Write SQL filtering, grouping, CASE, UNION tasks
Company: Meta
Role: Data Scientist
Category: Data Manipulation (SQL/Python)
Difficulty: Medium
Interview Round: HR Screen
Use the following schema and sample data to answer all parts. Assume standard ANSI SQL and that amounts are DECIMAL.
Table: orders
+----------+---------+---------+---------+------------+----------+
| order_id | user_id | channel | amount | created_at | status |
+----------+---------+---------+---------+------------+----------+
| 1 | 1 | web | 19.99 | 2025-08-29 | paid |
| 2 | 1 | store | 10.00 | 2025-09-01 | paid |
| 3 | 2 | web | 5.00 | 2025-09-01 | paid |
| 4 | 2 | store | 5.00 | 2025-09-01 | pending |
| 5 | 3 | web | 100.49 | 2025-09-01 | paid |
| 6 | 3 | web | 3.01 | 2025-09-02 | refunded |
+----------+---------+---------+---------+------------+----------+
a) Filter with WHERE: Return order_id for all orders on 2025-09-01 that are paid and have amount >= 10. Only use a row-level filter (WHERE). List the result set.

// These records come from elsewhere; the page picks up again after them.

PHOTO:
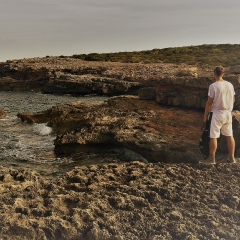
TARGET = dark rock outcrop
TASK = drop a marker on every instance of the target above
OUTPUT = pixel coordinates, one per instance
(155, 132)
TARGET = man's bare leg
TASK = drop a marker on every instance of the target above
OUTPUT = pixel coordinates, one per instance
(212, 147)
(212, 151)
(231, 148)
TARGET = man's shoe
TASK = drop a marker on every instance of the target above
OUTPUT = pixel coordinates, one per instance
(209, 160)
(231, 159)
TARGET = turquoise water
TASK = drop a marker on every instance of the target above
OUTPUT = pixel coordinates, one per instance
(30, 146)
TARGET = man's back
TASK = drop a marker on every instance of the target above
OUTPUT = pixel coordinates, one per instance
(222, 93)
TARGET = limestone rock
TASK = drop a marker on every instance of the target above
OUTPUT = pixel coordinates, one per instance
(155, 132)
(3, 114)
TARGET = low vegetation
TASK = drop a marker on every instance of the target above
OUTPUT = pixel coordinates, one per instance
(209, 55)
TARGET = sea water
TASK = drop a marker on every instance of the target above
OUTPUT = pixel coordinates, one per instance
(30, 146)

b) Round down totals: For each user_id, compute the total paid amount across all dates and round down to whole dollars. Return columns (user_id, floor_paid_total) using FLOOR on the aggregated sum, not on individual rows. Explain why FLOOR(SUM(amount)) differs from SUM(FLOOR(amount)).
c) CASE WHEN bucketing: Add a column value_tier per order: amount < 10 -> 'low', 10 <= amount < 100 -> 'mid', amount >= 100 -> 'high'. For orders on 2025-09-01 only, return value_tier and count(*) ordered by tier. Be explicit about inclusive/exclusive bounds.
d) Aggregate with GROUP BY and HAVING: For each user_id, count paid orders with created_at <= '2025-09-01' and return only users with at least 2 such orders. Provide the exact SQL and the resulting rows.
e) UNION vs UNION ALL efficiency and correctness: From the same orders table, construct two queries that list user_id who ordered on the web and user_id who ordered in store (created_at = '2025-09-01' in both subqueries). First combine them with UNION and report the row count; then with UNION ALL and report the row count. Which operator is typically more efficient and why? When would UNION be required despite the performance difference? Identify the double-counting risk if you used UNION ALL to count unique users across channels.
Quick Answer: This question evaluates proficiency with SQL filtering, aggregation, conditional logic, and set operations—specifically skills around WHERE filtering, GROUP BY/HAVING, CASE bucketing, FLOOR on aggregates, and UNION versus UNION ALL—within the Data Manipulation (SQL/Python) domain and emphasizes practical application of ANSI SQL.